El Gloria al bravo pueblo es lugar de memoria para todos. Entonar sus notas es abrir un espacio en el que se expresa nuestro más profundo sentimiento nacional.
El Himno Nacional no ha sido una pieza estática. A lo largo de su historia, su significado ha variado de acuerdo a la función política del momento, de los ideales dominantes y del uso institucional de los símbolos patrios:
Símbolo de legitimación y disciplina. Durante las dictaduras de Gómez (1908-1935) y Pérez Jiménez (1952 -1958), fue instrumentalizado como herramienta de legitimación del poder al convertirse en símbolo ritual estatal al imponer su ejecución en actos escolares, militares y cívicos como muestra de obediencia y disciplina.
Reafirmación de la soberanía popular. Luego de los sucesos del 1958, se interpretaba como afirmación soberana del pueblo, de la pluralidad política y la resistencia frente a la opresión, externa o interna. En actos oficiales, como sujeto activo de la historia y luego con el auge de los movimientos sociales y partidos de izquierda en los años 60 y 70, y su adopción por sectores progresistas como bandera de justicia social y lucha contra el imperialismo.

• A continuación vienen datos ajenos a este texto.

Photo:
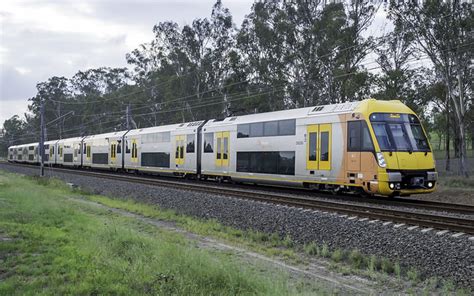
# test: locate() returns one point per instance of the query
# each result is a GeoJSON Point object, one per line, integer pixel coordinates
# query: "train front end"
{"type": "Point", "coordinates": [403, 153]}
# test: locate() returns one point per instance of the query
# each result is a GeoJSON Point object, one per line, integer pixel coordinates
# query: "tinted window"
{"type": "Point", "coordinates": [381, 133]}
{"type": "Point", "coordinates": [190, 144]}
{"type": "Point", "coordinates": [400, 136]}
{"type": "Point", "coordinates": [358, 138]}
{"type": "Point", "coordinates": [226, 148]}
{"type": "Point", "coordinates": [324, 146]}
{"type": "Point", "coordinates": [243, 131]}
{"type": "Point", "coordinates": [256, 129]}
{"type": "Point", "coordinates": [243, 161]}
{"type": "Point", "coordinates": [219, 148]}
{"type": "Point", "coordinates": [267, 129]}
{"type": "Point", "coordinates": [287, 127]}
{"type": "Point", "coordinates": [208, 142]}
{"type": "Point", "coordinates": [156, 159]}
{"type": "Point", "coordinates": [313, 138]}
{"type": "Point", "coordinates": [100, 158]}
{"type": "Point", "coordinates": [366, 143]}
{"type": "Point", "coordinates": [270, 162]}
{"type": "Point", "coordinates": [270, 128]}
{"type": "Point", "coordinates": [286, 163]}
{"type": "Point", "coordinates": [420, 140]}
{"type": "Point", "coordinates": [282, 163]}
{"type": "Point", "coordinates": [127, 149]}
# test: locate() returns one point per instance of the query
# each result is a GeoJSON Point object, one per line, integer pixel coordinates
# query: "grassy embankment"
{"type": "Point", "coordinates": [52, 244]}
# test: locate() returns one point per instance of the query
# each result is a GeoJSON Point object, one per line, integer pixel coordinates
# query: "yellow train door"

En la educación, como deber cívico, el Himno ha sido parte fundamental del currículo escolar desde fines del siglo XIX. Durante décadas, su enseñanza fue más formativa que reflexiva; por ello, se memorizaba su letra, se cantaba en formación, se asociaba con símbolos como la bandera y el escudo, y se convertía en sinónimo de respeto a la patria. Así, se buscaba inculcar la identidad nacional y la obediencia cívica, lo que reforzaba al himno como herramienta de cohesión.
Entre tensiones ideológicas. En las últimas décadas, el himno ha sido invocado frecuentemente como símbolo de resistencia antiimperialista y de continuidad con el legado independentista, al reivindicar su carácter popular y bolivariano en actos masivos. Sin embargo, sectores políticos opositores advierten de una utilización de propaganda, lo que ha hecho que el himno se convierta en disputa ideológica. Aun así, su canto es difícil de rechazar por sus ideales universales de libertad, justicia y dignidad del pueblo.